Before performing polysomnogram 2, the subjects were instructed to wear the appliance at home during sleep. Initially they used the longest strap with the lowest elastic strength. The mandible was then progressively advanced by substituting elastics of shorter length and greater strength. Polysomnogram 2 was obtained at a mandibular advancement that eliminated or greatly reduced snoring and/or daytime hypersomnolence based on history from the patient and bed partner (n = 19), advancement equal to or greater than maximal voluntary advancement (n = 5), or the greatest advancement that could be tolerated by the subject owing to temporomandibular joint pain (n = 4). The latter four subjects were those who had a prior history of temporomandibular joint pain. History from the patient and/or bed partner was used to assess snoring and daytime hypersomnolence.
Gradual advancement of the mandible appeared to be important in preventing temporomandibular joint pain. When unilateral temporomandibular joint pain developed in a subject, it could usually be alleviated by removing the ipsilateral elastic strap for several days. When the joint pain was bilateral, the straps were changed to decrease the amount of advancement. None of the subjects had to discontinue wearing the device because of temporomandibular joint pain. The subjects were instructed to replace the elastic straps every week to avoid stretching. The elastic straps were also replaced by the laboratory technician just prior to polysomnograms 2 and 3. Both the subjects and technicians were shown how to change the straps when the device was out of the subject's mouth. This was easily accomplished manually and required no special instruments. The amount of advancement and bite opening with the device using the elastics worn during polysomnograms 2 and 3 and maximal voluntary mandibular advancement were measured during wakefulness with a caliper and ruler.
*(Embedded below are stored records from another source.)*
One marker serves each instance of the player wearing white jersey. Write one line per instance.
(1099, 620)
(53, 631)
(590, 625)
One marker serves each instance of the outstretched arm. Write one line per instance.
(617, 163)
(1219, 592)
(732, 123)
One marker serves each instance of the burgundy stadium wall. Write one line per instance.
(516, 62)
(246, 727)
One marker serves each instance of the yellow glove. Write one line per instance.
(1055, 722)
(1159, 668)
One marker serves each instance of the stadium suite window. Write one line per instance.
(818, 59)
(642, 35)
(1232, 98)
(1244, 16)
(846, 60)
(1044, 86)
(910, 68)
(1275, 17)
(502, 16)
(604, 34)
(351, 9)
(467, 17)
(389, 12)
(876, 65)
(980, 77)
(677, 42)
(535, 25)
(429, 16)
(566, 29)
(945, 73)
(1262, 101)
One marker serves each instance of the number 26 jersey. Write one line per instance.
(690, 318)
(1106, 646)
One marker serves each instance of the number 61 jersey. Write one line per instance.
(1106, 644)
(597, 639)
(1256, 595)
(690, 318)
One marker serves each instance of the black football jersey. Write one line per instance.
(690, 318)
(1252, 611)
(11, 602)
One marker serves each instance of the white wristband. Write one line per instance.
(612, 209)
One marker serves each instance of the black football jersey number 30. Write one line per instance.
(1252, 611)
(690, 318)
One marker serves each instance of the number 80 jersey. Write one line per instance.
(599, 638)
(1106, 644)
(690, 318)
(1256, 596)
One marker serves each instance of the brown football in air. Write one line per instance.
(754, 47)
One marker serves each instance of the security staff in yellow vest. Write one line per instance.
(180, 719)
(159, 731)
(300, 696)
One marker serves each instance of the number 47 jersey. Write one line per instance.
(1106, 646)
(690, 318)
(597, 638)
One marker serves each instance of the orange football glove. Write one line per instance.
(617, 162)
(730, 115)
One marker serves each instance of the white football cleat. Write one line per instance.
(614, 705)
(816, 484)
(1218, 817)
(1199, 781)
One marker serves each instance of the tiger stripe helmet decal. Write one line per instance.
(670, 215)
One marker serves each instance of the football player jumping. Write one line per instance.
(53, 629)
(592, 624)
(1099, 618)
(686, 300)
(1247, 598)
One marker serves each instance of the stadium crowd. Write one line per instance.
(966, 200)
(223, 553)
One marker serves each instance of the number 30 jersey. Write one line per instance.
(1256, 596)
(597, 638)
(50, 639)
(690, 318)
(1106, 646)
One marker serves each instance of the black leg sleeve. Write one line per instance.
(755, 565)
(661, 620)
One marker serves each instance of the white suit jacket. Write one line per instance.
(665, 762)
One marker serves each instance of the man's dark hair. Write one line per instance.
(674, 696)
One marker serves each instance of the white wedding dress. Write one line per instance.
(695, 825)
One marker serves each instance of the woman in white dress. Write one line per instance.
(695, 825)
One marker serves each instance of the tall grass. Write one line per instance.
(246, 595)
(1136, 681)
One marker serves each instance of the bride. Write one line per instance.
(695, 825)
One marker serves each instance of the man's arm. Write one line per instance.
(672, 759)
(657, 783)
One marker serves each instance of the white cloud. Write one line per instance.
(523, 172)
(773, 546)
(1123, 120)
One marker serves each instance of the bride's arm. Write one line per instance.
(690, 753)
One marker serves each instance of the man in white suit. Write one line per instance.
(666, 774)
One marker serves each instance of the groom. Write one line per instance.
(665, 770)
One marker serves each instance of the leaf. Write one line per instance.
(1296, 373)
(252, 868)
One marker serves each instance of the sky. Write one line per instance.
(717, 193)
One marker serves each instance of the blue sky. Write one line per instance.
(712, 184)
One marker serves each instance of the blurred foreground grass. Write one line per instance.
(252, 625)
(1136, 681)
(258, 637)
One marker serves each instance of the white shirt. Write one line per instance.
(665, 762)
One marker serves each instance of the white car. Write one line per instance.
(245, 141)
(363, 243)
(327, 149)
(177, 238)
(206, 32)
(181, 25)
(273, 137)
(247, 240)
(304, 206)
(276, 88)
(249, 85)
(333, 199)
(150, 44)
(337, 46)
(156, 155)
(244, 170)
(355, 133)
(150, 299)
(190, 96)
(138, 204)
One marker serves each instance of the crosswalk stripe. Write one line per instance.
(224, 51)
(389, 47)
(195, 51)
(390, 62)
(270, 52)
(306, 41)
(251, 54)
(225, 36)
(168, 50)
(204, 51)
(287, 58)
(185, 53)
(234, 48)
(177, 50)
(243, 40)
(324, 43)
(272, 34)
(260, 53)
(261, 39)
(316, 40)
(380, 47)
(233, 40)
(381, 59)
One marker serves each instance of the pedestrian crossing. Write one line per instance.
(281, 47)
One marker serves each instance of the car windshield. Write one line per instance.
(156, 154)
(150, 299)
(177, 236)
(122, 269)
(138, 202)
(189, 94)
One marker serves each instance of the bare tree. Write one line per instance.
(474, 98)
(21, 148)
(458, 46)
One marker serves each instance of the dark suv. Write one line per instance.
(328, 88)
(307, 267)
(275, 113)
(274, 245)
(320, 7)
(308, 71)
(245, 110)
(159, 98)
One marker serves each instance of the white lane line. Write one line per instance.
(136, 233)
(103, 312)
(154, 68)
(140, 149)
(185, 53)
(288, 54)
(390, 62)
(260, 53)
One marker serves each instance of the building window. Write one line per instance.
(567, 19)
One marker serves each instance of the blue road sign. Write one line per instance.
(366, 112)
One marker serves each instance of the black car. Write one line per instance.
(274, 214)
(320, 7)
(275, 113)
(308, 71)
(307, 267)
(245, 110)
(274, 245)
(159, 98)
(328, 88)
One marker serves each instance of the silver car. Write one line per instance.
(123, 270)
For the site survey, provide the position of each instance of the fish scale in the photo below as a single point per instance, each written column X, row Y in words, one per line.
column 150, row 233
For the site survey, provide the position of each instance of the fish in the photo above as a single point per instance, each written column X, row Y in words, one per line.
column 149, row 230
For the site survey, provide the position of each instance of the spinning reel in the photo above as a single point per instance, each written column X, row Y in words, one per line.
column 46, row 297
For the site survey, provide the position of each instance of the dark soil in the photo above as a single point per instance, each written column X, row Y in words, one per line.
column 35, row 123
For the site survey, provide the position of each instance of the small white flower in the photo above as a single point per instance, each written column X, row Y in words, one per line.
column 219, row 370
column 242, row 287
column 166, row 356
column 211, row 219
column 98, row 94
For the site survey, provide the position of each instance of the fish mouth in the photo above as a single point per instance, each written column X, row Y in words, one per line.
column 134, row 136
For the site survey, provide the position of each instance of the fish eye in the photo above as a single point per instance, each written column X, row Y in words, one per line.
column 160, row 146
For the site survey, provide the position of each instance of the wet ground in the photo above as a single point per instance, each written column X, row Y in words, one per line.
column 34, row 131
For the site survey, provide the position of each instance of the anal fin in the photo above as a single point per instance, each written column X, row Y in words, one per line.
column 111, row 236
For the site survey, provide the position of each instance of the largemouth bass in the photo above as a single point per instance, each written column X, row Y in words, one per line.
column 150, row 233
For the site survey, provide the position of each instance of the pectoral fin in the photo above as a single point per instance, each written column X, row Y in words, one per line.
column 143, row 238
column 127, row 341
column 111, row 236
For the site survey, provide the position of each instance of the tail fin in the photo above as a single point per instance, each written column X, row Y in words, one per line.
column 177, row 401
Determination of Site of Airway Closure
Polysomnogram 3 was performed to determine the site of airway closure without the oral device. During the polysomnogram, the subjects were placed on nasal CPAP (Respironics, Murrysville, PA) to eliminate snoring and apneas and hypopneas. In addition to the standard polysomnographic parameters recorded during polysomnograms 1 and 2, nose mask pressure, nasal air flow, and oropharyngeal pressure were recorded during polysomnogram 3. Nose mask pressure was measured with a pressure transducer (Spectramed, Oxnard, CA) attached to a port in the nose mask. Nasal air flow was measured with a pneumotachograph (Hans Rudolph, Kansas City, MO) and symmetrical differential pressure transducer (Validyne, Northridge, CA) interposed between the nose mask and the expiratory port of the nasal CPAP circuit.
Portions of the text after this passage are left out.